Stutthof (east of Danzig) had from June 1944 on one gas chamber in which more than 1000
were killed by Zyklon B.
Ravensbrueck (Bradenburg, north of Berlin): Here still in January 1945 a gas chamber was
established; the number of the people killed in it was at least 2300.

A truckload of victim's bodies, killed or starved to death during the last days
of the war in the Buchenwald concentration camp. Photo from the National Archives.

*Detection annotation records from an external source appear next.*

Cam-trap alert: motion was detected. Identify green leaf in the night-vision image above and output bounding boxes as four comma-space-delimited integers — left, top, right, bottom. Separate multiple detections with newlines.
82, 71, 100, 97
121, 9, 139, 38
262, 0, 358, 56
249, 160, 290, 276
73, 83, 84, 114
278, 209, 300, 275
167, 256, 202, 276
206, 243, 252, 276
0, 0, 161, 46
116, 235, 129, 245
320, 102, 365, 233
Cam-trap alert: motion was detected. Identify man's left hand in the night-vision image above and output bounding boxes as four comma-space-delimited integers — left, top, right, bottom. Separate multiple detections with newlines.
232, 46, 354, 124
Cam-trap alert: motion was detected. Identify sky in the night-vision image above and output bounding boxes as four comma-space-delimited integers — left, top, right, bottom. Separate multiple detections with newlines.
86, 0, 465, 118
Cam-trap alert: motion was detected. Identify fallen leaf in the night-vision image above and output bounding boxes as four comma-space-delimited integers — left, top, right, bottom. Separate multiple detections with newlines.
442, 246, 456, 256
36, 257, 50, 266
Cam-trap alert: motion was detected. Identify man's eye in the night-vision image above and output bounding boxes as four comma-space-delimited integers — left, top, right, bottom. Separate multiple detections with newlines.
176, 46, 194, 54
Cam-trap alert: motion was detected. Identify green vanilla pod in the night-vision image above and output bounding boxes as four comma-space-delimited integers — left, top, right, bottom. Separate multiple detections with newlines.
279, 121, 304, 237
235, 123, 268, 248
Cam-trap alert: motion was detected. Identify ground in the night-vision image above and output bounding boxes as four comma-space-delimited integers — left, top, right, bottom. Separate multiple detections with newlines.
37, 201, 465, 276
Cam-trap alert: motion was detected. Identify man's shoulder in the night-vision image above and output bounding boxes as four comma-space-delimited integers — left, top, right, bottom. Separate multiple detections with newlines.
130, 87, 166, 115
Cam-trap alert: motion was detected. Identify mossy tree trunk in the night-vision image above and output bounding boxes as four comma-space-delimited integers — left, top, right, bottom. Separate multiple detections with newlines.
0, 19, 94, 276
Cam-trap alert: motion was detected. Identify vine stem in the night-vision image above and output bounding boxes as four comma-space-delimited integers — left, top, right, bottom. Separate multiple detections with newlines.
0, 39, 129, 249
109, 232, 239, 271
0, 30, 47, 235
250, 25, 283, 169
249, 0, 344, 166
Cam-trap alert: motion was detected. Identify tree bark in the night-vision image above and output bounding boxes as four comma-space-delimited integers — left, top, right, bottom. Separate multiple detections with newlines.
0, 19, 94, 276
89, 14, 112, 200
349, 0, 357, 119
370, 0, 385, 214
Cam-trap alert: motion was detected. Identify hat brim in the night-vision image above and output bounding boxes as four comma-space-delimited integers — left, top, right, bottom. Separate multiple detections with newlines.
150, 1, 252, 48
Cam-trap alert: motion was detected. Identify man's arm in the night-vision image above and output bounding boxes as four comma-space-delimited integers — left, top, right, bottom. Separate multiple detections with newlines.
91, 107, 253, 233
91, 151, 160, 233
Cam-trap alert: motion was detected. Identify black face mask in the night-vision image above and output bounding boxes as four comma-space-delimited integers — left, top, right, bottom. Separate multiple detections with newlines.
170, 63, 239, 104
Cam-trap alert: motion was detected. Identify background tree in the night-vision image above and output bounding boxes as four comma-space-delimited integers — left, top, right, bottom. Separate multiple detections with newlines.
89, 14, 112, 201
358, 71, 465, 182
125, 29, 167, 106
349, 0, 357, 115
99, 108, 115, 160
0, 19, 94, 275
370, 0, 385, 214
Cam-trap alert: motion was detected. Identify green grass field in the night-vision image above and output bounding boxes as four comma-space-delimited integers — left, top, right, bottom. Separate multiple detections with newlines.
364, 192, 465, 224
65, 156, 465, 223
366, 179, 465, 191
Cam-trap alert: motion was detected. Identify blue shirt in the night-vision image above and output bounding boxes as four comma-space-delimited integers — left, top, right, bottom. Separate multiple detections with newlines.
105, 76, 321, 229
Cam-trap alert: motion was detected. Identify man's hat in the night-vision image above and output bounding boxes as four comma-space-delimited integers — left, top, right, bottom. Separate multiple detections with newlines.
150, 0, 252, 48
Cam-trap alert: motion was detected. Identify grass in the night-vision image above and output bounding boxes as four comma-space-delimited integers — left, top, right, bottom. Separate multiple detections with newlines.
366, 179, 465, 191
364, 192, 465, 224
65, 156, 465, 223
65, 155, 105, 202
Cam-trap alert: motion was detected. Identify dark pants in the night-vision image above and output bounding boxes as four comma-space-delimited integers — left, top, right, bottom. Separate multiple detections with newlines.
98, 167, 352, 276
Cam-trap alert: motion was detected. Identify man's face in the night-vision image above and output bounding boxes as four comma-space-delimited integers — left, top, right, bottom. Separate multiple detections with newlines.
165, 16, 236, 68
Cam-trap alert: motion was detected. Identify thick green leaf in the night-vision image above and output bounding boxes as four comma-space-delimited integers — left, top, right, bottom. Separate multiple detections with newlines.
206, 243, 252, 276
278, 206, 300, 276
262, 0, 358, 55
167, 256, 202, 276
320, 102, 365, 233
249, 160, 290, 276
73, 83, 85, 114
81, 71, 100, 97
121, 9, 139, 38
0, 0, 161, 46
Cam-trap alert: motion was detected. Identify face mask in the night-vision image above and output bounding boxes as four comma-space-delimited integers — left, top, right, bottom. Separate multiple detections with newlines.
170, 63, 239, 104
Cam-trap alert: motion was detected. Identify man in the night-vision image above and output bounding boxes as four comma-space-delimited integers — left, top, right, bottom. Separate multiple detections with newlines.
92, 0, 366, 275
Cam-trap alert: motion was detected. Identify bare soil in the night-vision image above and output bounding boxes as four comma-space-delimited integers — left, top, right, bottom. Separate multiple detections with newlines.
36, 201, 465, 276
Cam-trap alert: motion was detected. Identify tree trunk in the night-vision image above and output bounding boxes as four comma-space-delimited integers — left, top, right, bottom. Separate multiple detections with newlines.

Dachau (Upper Bavaria, northeast of Munich): During the establishment of a new house of
cremation in 1942 also a gas chamber was established in it in which in connection with the
medical experiments of the chief company commander of SS Dr. Rascher also a few
experimental gassings were undertaken, as more recent research has confirmed. (On that see
Gunther Kimmel: The Concentration Camp Dachau. A study of the Nazi crimes of violence
in Bavaria in the NS-time II, edited by Martin Broszat and Elke Froehlich, Munich, R.
Oldenburg Press, 1979, P. 391.) Larger gassing operations have not taken place in Dachau.
The victims of the operation groups of the security service and the SD behind the German
frontier in the Russia-campaign were to the by far largest part Jews. Their number is
estimated to be at least 900,000.
The difference between the total of the victims of the gassings cited in the above mentioned
composition and the number of victims of the operation groups and the total of roughly 6
million victims of the Nazi persecution of the Jews results from the fact that a very high
percentage of the victims have lost their lives through indirect extermination actions such as
the method "destruction through work", bad treatment, under nourishment, epidemics,
exhaustion during forced transportations etc.
About 120,000 people were killed through the Nazi "Euthanasia"-actions.